It is clear that there is something deeply wrong with this alternative: it embodies a total lack of responsibility for oneself. As I've previously said, these core commitments aren't just things you have, rather they are you because they constitute your character. In taking the pill, you are signing away responsibility for your very self to an external entity, one which will make it impossible for you to engage in the kind of imaginative reflection I have outlined.

The process, not just the result, matters.

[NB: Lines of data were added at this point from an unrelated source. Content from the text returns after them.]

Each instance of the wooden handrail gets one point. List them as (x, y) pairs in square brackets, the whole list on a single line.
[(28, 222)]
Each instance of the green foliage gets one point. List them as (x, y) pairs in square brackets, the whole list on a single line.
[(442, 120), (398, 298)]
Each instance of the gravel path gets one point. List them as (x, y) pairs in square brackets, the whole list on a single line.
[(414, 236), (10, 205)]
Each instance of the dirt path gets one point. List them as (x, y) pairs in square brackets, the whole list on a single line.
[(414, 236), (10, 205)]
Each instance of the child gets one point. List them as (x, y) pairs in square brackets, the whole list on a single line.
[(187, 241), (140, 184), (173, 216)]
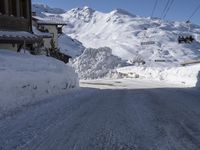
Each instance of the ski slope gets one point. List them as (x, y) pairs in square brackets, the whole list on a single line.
[(158, 117), (124, 33)]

When we ask questions about a good human life, we often find quick, all-too-quick answers coming from the mouths of "experts": understand that your mind is essentially a product of natural selection, understand that neuroscience will (soon) be able to tell you why you experience anything at all, and understand that thinking about your life in these terms is the best way because it is the most "scientific". Also don't be religious.

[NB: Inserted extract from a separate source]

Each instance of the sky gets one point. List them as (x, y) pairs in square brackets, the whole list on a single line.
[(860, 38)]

Yet, we might ask just what sorts of help these methodologies can offer a thoughtful person seeking to live a good, healthy life.

"Well," they might say, "I have certain strong desires largely because of natural selection. These desires appear to be in conflict. Got it. And any mental distress I experience as a result of this conflict can easily be identified as patterns in my neural activity. Check. Um. And...?"

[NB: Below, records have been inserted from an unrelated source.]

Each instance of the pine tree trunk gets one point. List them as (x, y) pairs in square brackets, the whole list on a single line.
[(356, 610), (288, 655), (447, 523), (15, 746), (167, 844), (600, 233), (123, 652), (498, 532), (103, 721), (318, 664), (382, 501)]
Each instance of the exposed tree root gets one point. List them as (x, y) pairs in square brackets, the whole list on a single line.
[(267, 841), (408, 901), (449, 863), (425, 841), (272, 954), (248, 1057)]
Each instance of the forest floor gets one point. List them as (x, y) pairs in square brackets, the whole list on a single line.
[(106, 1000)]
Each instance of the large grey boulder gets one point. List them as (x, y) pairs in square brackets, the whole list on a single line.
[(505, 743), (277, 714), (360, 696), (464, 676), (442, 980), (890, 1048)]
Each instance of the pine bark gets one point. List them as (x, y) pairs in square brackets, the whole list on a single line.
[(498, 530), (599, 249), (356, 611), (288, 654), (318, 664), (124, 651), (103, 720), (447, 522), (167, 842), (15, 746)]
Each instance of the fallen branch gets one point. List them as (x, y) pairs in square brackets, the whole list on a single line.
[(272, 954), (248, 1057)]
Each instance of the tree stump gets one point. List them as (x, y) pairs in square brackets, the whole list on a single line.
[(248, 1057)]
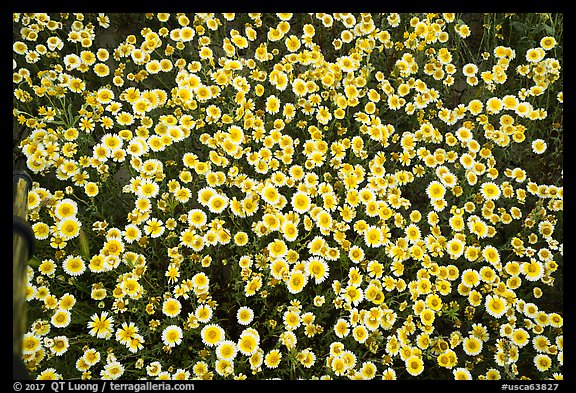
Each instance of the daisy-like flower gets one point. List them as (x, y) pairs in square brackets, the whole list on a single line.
[(112, 370), (491, 255), (101, 326), (533, 270), (204, 313), (461, 373), (74, 265), (300, 202), (296, 281), (455, 248), (273, 358), (217, 203), (69, 228), (435, 190), (414, 365), (244, 315), (472, 345), (30, 344), (172, 336), (154, 227), (248, 342), (542, 362), (318, 269), (65, 208), (171, 307), (226, 350), (490, 191), (212, 334), (495, 305)]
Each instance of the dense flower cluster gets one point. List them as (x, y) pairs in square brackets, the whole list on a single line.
[(315, 196)]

And, what, indeed? Remember that we want our subject to be able to direct their own mental flourishing, not to simply take a pill. Does an individual subject have the ability to direct, by sheer force of will, his own neural activity? This involves a further question: is the subject aware of the activity as neural activity (taking a third-personal view of their own brain) or are they simply experiencing (first-personally) this activity?

If the answer is the latter, then neuroscience becomes utterly irrelevant, for the subject is simply accessing and directing his thoughts in the old-fashioned way, the way involved in imaginative reflection. But what about the third-personal approach?

Imagine the ability to view a map of one's neural activity and stimulate one's mind towards more "healthy" states. Such a feat might (might!) be possible, but would involve a set of talents and a knowledge-base that would surely have to be classified as "superhuman". Such an ability would be beyond almost all human beings, and there are good reasons to think that it is actually a conceptually confused project to begin with. The pill looms.

The same kinds of considerations affect the modern obsession with natural selection as an explanatory mechanism. Understanding that you are an animal, part of the natural world and similar in kind to dolphins and apes is surely important. But when you seek mental health, such considerations can play at best an auxiliary role. Suppose I am cheating on my wife: I reflect that my desire to cheat may have been influenced by natural selection in some way. And...?

Surely, the important information here is not that I am a kind of ape or that laboratory workers might be able to provide me with detailed neurological data concerning my desire to cheat. Rather, the considerations that matter are thus:

  1. I care deeply about my wife, and
  2. If she found out she would be devastated.

And that is actually, um, it.

As I see it, the central tasks of a human life are to act according to one's deepest values, to ensure that those values can survive imaginative reflection, and to accept that nonetheless this reflection cannot entirely immunize you from the possibility of tragedy. These are the tasks that a healthy intellectual culture will help us with. They are also the tasks for which our actual intellectual culture—obsessed as it is with pet-projects, passing political fads and (above all) "science"—remains almost entirely unhelpful.